International Conference of the States Parties address progress, direction of Chemical Weapons Convention

The 24th session of the Conference of the States Parties to the Chemical Weapons Convention (CWC) is gathering this week in The Hague to address new projects, encourage cooperation, and chart the progress of their shared endeavor.

“The recent use of chemical weapons, as well as the potential for misuse of advances in science and technology, dictates that we remain vigilant, agile, and fit for purpose,” OPCW Director-General Fernando Arias said.

Adaptation, he noted, will be critical to meet current and future threats, and to continue the prevention of chemical weapon use. There have also been some successes achieved recently, with progress made in the creation of a new Center for Chemistry and Technology and on the elimination of declared stockpiles of chemical weapons.
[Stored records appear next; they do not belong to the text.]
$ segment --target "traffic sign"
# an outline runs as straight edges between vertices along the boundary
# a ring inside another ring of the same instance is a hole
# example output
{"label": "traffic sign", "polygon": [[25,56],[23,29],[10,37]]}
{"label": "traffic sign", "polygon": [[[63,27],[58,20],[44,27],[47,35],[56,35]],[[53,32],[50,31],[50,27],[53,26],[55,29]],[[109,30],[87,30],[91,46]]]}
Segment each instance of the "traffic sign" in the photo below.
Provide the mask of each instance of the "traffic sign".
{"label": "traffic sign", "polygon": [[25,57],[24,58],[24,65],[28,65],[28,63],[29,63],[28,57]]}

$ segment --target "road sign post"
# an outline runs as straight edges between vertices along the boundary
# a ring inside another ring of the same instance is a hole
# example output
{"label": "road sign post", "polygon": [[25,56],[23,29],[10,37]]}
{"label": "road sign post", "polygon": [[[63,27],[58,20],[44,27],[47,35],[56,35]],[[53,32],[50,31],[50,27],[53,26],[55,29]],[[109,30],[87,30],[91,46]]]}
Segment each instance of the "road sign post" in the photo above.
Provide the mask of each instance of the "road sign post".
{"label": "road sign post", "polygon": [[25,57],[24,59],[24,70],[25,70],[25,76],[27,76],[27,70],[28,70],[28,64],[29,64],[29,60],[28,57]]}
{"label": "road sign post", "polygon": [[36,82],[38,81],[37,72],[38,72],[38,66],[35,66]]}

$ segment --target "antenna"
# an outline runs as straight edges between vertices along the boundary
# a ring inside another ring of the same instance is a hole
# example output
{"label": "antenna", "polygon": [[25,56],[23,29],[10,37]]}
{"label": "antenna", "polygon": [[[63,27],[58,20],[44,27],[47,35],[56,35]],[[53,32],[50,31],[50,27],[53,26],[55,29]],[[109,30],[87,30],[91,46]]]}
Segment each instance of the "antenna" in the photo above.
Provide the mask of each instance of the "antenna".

The Conference exists as an international reminder of united action against chemical weapon use and works to promote the efforts of and compliance with the CWC. It meets annually but holds a Review Conference every five years to review operations and set a new strategic direction. Every one of the 193 member states of the OPCW is represented there.

Earlier this week, the conference included awards for three partners for progress made in permanently eliminating chemical weapons while promoting chemistry for peace. Prize money awarded to the recipients is made possible from the organization’s 2013 Nobel Peace Prize, along with supplementary funds from The Hague. Dr. Robert Mikulak of the United States, Cheng Tang of the People’s Republic of China and the International Union of Pure and Applied Chemistry serve as joint recipients of this year’s Hague Award.

Bilateral meetings between the Director-General, senior government officials, and other representatives are ongoing through the end of the conference on Friday. To close out the week, delegations and participants intend to honor the victims of chemical weapons and restate their commitment to the fight against chemical weapons through a wreath-laying ceremony in the OPCW’s memorial garden.